RiaSTAP is approved to treat acute bleeds in people with afibrinogenemia, who have no fibrinogen or low levels of it. It is also approved for people with hypofibrinogenemia whose fibrinogen levels are below 50 mg/dL. RiaSTAP is not approved for people with dysfibrinogenemia, who may have normal fibrinogen levels but defective fibrinogen function; these individuals are at risk for both bleeding and clotting complications. RiaSTAP is contraindicated for people who have had severe immediate hypersensitivity reactions, including anaphylaxis to it or its components.

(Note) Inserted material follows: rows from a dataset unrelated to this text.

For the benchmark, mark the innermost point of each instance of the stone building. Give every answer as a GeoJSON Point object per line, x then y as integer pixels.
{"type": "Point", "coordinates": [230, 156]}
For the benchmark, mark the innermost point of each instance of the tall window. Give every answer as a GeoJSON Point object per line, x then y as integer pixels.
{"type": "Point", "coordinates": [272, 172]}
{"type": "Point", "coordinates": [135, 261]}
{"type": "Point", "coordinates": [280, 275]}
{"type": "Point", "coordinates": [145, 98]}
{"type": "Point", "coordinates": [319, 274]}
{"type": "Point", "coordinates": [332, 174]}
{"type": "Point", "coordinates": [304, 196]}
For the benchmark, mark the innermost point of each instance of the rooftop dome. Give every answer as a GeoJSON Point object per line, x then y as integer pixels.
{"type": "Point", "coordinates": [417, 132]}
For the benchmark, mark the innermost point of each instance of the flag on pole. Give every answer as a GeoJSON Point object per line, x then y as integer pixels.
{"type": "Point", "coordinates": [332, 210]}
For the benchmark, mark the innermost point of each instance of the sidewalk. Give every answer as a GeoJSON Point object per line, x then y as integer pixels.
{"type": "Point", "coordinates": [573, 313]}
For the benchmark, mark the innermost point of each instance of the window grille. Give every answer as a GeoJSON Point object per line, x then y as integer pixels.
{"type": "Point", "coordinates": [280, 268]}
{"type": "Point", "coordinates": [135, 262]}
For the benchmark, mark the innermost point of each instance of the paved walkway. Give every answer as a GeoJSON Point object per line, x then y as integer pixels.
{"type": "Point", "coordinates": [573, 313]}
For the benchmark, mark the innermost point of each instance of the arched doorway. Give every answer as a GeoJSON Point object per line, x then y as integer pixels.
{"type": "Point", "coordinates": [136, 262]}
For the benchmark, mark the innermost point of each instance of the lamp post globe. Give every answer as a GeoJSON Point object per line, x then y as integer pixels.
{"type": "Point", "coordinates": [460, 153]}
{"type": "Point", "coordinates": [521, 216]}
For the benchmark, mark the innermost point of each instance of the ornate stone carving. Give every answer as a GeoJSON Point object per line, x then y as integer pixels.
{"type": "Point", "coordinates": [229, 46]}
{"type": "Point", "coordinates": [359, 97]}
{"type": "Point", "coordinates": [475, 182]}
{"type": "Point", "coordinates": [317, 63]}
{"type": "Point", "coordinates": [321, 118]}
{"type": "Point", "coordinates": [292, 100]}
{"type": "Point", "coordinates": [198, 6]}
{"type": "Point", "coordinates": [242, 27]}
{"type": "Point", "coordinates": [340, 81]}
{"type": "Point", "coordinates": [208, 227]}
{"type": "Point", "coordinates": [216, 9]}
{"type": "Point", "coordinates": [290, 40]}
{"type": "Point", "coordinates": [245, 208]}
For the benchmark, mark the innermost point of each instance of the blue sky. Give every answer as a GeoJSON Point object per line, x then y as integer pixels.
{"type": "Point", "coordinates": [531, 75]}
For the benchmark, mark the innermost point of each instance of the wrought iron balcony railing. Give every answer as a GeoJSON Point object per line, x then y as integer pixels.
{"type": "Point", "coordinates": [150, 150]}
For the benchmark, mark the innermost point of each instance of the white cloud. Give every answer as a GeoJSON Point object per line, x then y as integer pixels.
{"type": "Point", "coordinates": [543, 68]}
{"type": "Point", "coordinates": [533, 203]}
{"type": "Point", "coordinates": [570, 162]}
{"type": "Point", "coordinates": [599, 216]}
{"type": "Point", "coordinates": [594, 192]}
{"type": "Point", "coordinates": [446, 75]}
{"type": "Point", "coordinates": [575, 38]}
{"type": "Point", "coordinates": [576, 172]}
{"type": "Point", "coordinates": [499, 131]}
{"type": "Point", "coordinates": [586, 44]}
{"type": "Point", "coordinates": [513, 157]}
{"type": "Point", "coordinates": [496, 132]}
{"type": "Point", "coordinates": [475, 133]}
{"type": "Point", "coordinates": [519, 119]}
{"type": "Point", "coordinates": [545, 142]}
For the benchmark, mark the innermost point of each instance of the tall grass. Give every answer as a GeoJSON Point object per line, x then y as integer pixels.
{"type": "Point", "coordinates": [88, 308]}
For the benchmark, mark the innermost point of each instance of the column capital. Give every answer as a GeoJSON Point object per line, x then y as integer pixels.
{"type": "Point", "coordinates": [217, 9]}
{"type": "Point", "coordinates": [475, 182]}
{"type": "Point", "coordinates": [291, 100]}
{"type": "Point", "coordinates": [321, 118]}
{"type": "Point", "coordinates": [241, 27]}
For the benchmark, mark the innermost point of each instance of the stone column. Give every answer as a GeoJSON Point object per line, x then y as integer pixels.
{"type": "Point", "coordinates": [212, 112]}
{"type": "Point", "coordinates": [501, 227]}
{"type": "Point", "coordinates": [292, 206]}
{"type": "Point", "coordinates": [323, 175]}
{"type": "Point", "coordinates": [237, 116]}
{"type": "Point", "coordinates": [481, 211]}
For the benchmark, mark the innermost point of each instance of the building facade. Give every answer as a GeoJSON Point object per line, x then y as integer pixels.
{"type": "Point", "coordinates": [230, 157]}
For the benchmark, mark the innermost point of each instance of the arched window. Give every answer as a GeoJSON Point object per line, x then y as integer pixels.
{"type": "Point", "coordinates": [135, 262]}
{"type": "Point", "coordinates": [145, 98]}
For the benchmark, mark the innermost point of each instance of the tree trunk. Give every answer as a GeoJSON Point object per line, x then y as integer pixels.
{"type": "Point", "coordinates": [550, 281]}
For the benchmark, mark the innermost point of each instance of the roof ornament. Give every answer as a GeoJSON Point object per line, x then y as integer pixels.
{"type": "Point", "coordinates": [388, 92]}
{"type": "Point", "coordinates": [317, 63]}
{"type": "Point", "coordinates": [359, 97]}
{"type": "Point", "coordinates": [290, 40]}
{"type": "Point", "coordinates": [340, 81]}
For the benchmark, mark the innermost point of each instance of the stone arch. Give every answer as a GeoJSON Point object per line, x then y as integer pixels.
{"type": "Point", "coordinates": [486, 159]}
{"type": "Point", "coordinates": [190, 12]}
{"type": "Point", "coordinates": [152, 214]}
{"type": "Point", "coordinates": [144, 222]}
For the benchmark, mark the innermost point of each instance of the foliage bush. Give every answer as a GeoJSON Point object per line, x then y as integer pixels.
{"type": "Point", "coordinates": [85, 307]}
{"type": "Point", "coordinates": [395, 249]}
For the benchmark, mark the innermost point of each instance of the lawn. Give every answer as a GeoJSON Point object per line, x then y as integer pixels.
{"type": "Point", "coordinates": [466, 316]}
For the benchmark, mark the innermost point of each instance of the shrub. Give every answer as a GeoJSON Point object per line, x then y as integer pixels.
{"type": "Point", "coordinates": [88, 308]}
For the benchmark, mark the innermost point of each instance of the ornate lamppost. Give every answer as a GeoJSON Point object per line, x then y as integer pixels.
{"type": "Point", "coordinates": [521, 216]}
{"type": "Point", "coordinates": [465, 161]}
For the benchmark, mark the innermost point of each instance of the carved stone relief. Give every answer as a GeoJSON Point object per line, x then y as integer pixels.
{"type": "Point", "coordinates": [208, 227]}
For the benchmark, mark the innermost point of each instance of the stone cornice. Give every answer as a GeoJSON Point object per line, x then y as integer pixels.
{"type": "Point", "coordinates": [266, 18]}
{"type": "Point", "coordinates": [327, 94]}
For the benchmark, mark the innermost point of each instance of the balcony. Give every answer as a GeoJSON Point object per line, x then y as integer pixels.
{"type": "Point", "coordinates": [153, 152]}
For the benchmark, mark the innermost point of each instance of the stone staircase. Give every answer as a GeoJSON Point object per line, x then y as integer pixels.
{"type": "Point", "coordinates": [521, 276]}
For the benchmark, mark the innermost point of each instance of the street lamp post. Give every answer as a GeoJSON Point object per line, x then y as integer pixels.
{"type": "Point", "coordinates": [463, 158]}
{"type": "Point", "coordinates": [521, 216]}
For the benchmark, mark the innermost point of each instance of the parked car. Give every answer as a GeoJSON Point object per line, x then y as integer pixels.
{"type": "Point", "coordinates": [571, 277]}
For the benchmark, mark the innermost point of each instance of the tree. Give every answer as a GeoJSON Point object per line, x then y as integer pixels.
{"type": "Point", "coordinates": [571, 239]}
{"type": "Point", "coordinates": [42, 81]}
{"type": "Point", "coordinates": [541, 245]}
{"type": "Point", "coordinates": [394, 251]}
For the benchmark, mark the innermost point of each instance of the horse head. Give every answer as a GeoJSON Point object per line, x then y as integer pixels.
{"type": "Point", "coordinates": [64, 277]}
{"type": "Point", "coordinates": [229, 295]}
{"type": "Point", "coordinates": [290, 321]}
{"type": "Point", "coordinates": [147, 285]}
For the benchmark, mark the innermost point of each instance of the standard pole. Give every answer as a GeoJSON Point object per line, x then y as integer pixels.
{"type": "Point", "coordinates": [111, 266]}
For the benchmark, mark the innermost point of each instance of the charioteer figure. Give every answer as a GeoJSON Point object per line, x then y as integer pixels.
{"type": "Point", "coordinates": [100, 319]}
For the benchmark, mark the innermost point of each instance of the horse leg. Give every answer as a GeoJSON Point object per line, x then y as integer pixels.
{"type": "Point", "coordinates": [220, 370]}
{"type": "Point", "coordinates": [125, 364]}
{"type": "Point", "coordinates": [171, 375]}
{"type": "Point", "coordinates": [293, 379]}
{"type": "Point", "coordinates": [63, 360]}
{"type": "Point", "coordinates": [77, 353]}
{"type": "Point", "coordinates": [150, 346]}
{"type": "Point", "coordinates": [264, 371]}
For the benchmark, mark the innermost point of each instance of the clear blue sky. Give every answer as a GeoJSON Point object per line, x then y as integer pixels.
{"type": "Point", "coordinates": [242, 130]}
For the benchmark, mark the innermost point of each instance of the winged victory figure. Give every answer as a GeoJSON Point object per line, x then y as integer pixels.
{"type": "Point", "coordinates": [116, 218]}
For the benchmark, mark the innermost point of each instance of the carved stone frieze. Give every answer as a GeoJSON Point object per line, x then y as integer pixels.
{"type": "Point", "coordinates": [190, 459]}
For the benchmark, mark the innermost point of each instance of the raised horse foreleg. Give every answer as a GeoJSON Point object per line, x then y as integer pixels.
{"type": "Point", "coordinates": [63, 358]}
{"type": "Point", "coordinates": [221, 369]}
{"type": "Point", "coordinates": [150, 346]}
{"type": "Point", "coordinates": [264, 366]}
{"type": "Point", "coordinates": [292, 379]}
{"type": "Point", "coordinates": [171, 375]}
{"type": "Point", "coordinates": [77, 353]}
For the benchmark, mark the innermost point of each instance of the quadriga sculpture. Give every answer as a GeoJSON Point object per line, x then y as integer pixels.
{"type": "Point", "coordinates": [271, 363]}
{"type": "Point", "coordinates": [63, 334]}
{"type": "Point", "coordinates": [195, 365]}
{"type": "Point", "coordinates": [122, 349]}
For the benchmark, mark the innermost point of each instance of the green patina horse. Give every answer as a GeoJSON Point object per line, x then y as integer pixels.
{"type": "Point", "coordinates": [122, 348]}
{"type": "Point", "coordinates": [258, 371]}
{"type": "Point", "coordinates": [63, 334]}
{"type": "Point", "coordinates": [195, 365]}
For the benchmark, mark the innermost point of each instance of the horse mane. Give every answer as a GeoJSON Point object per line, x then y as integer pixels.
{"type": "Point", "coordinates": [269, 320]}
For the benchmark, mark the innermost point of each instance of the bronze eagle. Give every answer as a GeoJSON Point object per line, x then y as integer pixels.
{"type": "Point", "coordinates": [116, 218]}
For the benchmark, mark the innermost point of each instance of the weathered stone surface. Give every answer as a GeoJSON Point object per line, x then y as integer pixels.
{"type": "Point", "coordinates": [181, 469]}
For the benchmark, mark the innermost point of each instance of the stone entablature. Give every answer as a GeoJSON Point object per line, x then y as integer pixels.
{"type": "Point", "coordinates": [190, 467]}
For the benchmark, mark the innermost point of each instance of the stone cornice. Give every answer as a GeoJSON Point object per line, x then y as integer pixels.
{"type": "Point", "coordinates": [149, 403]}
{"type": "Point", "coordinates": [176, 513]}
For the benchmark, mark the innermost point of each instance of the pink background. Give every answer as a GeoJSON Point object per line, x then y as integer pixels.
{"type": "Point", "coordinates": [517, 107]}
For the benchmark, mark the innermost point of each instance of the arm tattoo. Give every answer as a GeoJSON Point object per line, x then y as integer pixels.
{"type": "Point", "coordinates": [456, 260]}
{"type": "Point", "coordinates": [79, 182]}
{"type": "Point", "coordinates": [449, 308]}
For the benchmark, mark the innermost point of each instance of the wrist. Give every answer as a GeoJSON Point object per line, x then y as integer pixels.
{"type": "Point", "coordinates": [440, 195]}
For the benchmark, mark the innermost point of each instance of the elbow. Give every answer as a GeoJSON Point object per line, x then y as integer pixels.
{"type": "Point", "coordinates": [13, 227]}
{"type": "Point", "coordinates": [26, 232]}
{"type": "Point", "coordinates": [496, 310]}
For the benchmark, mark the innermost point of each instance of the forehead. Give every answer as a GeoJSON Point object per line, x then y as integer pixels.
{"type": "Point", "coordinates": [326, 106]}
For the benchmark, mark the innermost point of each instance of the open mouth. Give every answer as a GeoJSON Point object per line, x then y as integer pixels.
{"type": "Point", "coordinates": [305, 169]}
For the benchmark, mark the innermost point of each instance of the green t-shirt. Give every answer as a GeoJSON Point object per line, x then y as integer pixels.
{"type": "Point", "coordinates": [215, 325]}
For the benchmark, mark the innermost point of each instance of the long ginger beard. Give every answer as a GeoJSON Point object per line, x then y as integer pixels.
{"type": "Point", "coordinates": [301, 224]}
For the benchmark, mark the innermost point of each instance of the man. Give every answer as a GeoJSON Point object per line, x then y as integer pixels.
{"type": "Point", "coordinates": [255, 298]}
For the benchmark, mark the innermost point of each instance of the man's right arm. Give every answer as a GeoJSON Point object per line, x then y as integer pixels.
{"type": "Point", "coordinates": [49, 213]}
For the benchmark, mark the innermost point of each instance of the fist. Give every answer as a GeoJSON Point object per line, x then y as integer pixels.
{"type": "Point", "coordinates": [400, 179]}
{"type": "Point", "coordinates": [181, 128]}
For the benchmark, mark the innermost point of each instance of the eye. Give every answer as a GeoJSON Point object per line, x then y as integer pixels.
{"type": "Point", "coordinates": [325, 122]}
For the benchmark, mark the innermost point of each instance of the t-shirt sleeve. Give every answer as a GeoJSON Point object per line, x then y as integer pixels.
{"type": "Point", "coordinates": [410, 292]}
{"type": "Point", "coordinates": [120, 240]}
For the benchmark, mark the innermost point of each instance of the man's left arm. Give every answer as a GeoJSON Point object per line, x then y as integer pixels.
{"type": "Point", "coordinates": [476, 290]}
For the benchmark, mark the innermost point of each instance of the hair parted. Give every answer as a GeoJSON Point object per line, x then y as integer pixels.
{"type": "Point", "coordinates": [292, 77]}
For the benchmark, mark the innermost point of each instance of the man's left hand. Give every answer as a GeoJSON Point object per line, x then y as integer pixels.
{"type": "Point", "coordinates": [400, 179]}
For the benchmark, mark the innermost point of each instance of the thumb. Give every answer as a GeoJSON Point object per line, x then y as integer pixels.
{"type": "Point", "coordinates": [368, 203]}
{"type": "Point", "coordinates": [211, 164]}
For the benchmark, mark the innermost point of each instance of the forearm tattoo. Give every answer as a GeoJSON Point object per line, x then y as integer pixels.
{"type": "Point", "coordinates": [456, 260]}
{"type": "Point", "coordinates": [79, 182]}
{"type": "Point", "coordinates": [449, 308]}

“This product offers a much-needed treatment for the small number of patients with congenital fibrinogen deficiency,” says Jesse Goodman, MD, MPH, director of the FDA’s Center for Biologics Evaluation and Research. “If bleeding occurs in the brain or other organs and is left untreated, it may lead to blood loss, organ damage and death.”

RiaSTAP is an intravenous fibrinogen concentrate made from the pooled plasma of healthy human blood donors. According to CSL Behring, the drug undergoes viral inactivation and removal for safety assurance. The FDA approval is based on data from a Phase II study of 15 patients with afibrinogenemia who reached the target level of fibrinogen expected to prevent bleeding after receiving 70 mg/kg of the drug. Plasma from 14 of the 15 patients also showed increased maximum of clot firmness, a marker the FDA believes is likely to predict clinical benefit.

Chills, fever, headache and nausea and vomiting were the most common adverse reactions that were observed. Postmarketing studies will include patients with afibrinogenemia and hypofibrinogenemia.